Within the EU, two solutions have already gained prominence.

The first considers a move away from a system where an MDA breach results in automatic consequences for banks, towards a more case-by-case approach. 

And the second, which could work in tandem with the first, suggests placing more emphasis on targets like the countercyclical capital buffer (CCyB), which can be easily released in times of stress. 

Clearly, there is a focus on flexibility in each of these proposals, which normally points towards more discretionary powers being given over to supervisory authorities. 

Indeed, the ECB looks as though it could emerge as the big winner from any reworking of capital buffers in the EU. 

Moving away from a rigid set of MDA rules would almost certainly mean letting the Single Supervisory Mechanism (SSM), the framework which grants the ECB licensing powers over banks, decide what happens in the event of a trigger breach. 

And it is hard to imagine how there could be a greater role for CCyBs without the ECB taking on more responsibility for setting the requirements. 

At the moment, national competent authorities are in charge of moving CCyBs up and down.
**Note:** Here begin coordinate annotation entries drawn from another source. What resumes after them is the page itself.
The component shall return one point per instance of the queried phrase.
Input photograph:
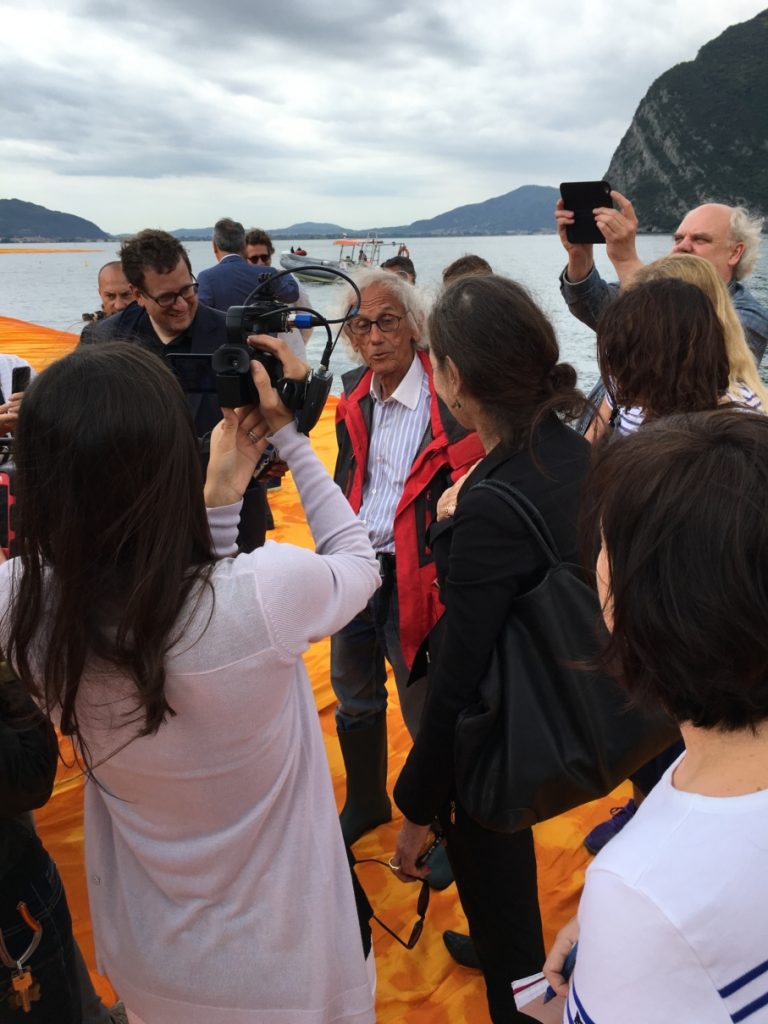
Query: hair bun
(562, 376)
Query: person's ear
(452, 372)
(736, 253)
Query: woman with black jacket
(496, 365)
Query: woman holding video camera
(219, 887)
(496, 365)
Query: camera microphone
(303, 321)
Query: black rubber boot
(440, 872)
(462, 948)
(365, 754)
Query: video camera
(227, 371)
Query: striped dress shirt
(396, 431)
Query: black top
(484, 557)
(206, 333)
(29, 752)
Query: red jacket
(446, 452)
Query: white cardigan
(219, 886)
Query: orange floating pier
(423, 985)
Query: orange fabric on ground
(422, 985)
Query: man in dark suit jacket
(232, 280)
(168, 318)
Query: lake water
(54, 289)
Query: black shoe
(440, 872)
(462, 948)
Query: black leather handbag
(548, 733)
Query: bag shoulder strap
(528, 513)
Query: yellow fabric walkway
(421, 986)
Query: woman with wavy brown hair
(496, 363)
(662, 343)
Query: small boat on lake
(354, 253)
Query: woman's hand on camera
(9, 413)
(564, 941)
(448, 500)
(411, 844)
(237, 444)
(275, 414)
But the system has already encountered problems, as José Manuel Campa, chairperson of the European Banking Authority, explained in a speech on Monday. 

Going into the Covid-19 crisis, only a handful of member states had already asked banks to build up their countercyclical capital reserves.

“The question is whether we should also harmonise the way these buffers are deployed,” Campa said. 

It is perhaps to the SSM’s credit that investors appear to like the idea of giving it more discretion over the rules.

They seem to be less concerned about how the ECB will make decisions and more concerned about falling foul of some kind of mishap resulting from the strict application of an overly complex rulebook. 

As one portfolio manager put it: “We don’t need a ‘quick fix’. We don’t need a Basel V. What we need is a more flexible capital stack.”